Tuesday, February 20, 2007

WSJ: After Subprime, Danger Lurks

by Bill McBride on 2/20/2007 02:57:00 AM

From Justin Lahart at the WSJ: After Subprime: Lax Lending Lurks Elsewhere

Investors who dabbled in subprime mortgages have learned that risk is a four-letter word. The lesson might need to be applied elsewhere before too long.
When housing was hot, subprime mortgages seemed like a sure thing. ... The default rate has since soared.

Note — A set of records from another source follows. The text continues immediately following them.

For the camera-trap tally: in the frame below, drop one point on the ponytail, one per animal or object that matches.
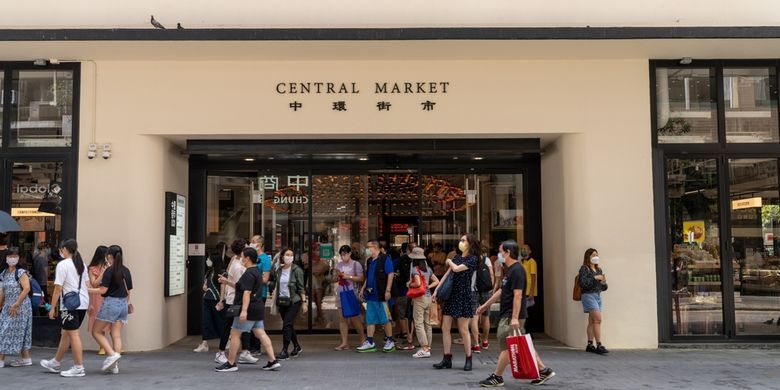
(115, 251)
(72, 247)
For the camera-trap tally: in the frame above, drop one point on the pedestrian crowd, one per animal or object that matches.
(379, 288)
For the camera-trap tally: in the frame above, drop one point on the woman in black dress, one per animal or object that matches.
(459, 305)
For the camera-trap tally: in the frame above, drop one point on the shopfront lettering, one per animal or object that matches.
(384, 87)
(292, 199)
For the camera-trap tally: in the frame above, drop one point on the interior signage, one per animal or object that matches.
(740, 204)
(175, 241)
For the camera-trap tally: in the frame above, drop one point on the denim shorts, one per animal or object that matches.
(591, 302)
(247, 326)
(377, 313)
(113, 310)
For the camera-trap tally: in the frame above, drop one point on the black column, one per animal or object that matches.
(196, 234)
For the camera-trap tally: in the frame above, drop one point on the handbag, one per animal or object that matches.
(72, 300)
(522, 358)
(420, 290)
(130, 308)
(350, 307)
(283, 301)
(576, 293)
(445, 289)
(233, 311)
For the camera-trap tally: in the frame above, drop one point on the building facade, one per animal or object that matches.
(649, 133)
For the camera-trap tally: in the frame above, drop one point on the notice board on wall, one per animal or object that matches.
(175, 244)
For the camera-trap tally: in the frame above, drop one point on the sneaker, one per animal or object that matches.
(421, 354)
(73, 372)
(544, 375)
(493, 381)
(272, 366)
(110, 362)
(227, 367)
(51, 365)
(367, 347)
(21, 363)
(203, 347)
(389, 346)
(247, 358)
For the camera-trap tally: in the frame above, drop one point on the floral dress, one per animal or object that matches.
(15, 332)
(460, 304)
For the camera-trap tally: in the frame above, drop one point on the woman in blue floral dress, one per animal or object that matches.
(459, 305)
(16, 317)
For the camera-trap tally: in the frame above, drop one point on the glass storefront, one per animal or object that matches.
(717, 132)
(317, 214)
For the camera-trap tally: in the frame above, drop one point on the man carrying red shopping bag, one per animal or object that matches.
(526, 363)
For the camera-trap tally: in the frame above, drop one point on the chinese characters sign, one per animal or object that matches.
(384, 91)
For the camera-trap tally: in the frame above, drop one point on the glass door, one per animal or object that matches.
(755, 220)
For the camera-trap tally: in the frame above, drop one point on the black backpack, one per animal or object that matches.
(484, 283)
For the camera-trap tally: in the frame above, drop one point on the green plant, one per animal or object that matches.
(675, 126)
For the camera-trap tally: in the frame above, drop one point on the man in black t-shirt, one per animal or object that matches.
(250, 317)
(512, 313)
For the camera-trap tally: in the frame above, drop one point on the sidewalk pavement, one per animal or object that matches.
(319, 367)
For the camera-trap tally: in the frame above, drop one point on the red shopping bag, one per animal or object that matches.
(522, 356)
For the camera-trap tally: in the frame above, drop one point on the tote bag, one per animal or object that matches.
(522, 358)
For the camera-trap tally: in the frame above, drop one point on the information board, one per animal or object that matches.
(175, 244)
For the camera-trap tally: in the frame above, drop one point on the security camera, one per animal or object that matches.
(106, 151)
(92, 152)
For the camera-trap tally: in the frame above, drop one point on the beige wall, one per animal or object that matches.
(357, 13)
(597, 186)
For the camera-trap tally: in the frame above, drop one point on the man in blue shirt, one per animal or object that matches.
(376, 292)
(264, 264)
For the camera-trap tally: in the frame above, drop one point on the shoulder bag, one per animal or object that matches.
(72, 300)
(577, 290)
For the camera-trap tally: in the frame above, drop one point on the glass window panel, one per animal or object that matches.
(750, 101)
(42, 108)
(697, 304)
(2, 89)
(37, 195)
(755, 221)
(686, 105)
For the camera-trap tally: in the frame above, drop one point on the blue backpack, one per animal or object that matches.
(36, 293)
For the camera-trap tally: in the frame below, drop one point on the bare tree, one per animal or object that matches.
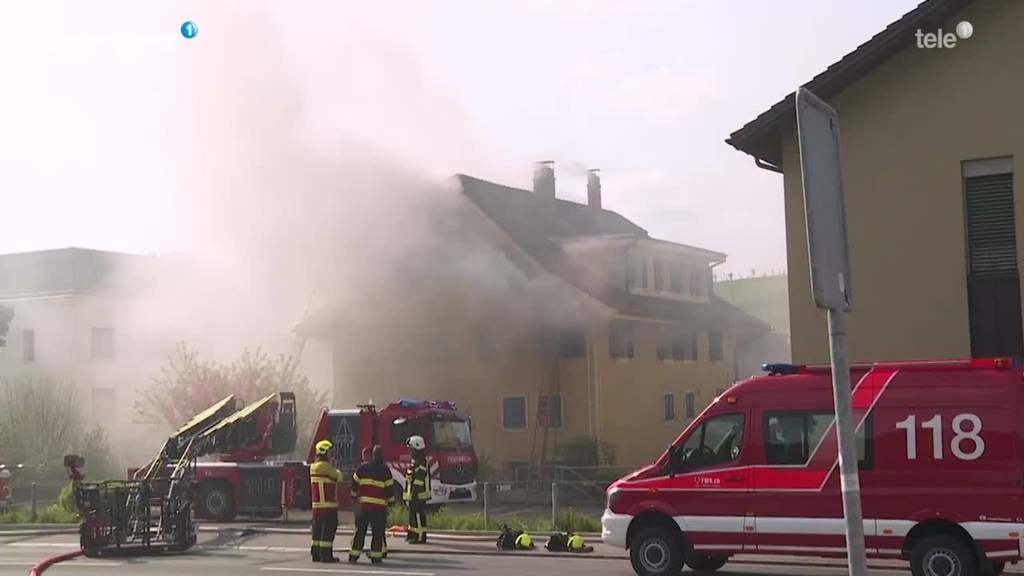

Could this happen to other borrowers? Mortgage lenders rely on FICO scores for conventional mortgages, too. And easy money hasn't been limited to mortgages. Yields on junk bonds -- the debt of the least creditworthy companies -- have never been as low against comparable Treasury yields as now. The same is true of emerging-market debt. Defaults on these bonds are low, as they were in subprime a few years ago. But how comforting should that be?
The downturn has been marked by an unexpectedly large number of "early defaults," for which borrowers stop paying shortly after getting their mortgages. [Asset-backed securities research Thomas] Zimmerman sees "soft fraud" in the mix of defaults. Someone might take out a mortgage, buy a home, avoid payments and live rent-free until the marshals come.

Nobody seemed to realize the risks inherent in extending mortgages with loose standards that left borrowers with little skin in the game. The question worth asking now: Where else has lax lending been going on?

If the answer is far and wide, things could get uglier.
My suggestion: take a hard look at CRE and C&D. When "things get ugly", defaults in CRE and C&D really increase (see early '90s on this Fed chart for commercial real estate).